Irony definedPublished 6:40pm Saturday, July 28, 2012
One of the definitions of irony as told by Webster’s New World College Dictionary is “a combination of circumstances or a result that is the opposite of what is or might be expected or considered appropriate.”
Such is the case for Sacramento, Calif., schoolteacher Michelle Apperson, who has taught sixth grade for nine years in the city school system.
Apperson was laid off in June, like 399 other Sacramento City Unified teachers, all victims of severe budget cuts to California public education.
Unlike the other 399 teachers awarded the same pink slip, however, Apperson had recently been named Sacramento’s Teacher of the Year.
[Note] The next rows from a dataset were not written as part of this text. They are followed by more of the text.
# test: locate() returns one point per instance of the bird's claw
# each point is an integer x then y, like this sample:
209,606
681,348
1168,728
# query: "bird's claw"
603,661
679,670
California bases its teacher layoffs on a “first-in, first-out” policy, in which teachers with more seniority are the last to be laid off.
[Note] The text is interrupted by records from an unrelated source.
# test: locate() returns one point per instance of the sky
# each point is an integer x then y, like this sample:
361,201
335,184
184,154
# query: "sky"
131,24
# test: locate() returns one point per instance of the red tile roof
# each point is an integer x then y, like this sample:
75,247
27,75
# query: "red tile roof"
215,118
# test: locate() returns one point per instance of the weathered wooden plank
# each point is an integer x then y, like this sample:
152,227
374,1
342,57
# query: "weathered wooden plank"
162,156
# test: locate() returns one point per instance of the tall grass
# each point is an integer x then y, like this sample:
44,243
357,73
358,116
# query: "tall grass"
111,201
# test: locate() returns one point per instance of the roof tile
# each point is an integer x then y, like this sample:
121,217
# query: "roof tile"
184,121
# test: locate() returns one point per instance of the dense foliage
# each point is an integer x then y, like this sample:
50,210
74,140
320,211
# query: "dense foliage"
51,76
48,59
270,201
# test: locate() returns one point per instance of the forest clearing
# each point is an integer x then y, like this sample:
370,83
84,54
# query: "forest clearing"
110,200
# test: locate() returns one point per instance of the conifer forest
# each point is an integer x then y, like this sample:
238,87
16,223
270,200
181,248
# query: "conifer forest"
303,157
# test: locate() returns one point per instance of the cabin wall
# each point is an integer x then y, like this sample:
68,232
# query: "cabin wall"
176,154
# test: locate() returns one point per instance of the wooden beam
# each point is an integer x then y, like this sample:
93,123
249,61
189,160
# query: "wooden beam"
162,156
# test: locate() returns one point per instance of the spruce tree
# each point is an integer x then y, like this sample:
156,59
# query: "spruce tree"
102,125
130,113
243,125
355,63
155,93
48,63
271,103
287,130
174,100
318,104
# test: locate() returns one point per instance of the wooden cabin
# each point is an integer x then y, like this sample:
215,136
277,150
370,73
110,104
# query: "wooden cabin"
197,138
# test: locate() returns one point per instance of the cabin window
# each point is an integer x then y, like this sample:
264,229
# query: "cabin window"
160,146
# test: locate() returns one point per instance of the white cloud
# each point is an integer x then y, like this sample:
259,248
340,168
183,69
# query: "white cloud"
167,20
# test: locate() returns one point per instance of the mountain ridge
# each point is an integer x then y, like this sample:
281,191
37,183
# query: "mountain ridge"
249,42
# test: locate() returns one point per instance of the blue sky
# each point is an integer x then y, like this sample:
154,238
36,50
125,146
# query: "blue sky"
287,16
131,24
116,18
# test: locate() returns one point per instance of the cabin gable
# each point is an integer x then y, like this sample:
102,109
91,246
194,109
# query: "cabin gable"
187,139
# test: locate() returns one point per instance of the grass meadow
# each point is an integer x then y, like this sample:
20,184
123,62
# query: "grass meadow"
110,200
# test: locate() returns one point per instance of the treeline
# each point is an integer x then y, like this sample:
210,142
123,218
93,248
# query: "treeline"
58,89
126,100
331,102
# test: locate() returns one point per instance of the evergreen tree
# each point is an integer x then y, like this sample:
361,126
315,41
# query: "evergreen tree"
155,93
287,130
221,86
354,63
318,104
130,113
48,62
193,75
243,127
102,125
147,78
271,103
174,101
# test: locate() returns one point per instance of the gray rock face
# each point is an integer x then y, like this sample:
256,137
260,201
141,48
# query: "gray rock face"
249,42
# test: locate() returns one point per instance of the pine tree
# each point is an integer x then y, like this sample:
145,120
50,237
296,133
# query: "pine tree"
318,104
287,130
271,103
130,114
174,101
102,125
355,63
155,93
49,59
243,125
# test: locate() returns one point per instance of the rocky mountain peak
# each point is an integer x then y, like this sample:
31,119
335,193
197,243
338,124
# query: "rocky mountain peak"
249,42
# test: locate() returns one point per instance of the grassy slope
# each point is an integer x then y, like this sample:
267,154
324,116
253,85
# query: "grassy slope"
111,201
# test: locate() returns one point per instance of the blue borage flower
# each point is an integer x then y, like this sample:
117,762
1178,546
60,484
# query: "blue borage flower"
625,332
An outstanding teacher with a passion for her work and the children she educates is laid off because of policy.
No doubt there was once a very good reason why the “first-in, first-out” policy was installed, but reasons can grow outdated. Times change and with them the ability to see that what was once a “help” has become a hindrance.
Across the board, across the nation, across our state, we need to learn to be smarter than outdated policy — especially when it comes to education.
Irony should be something school kids learn by reading literature, not by watching their favorite teacher get pink-slipped.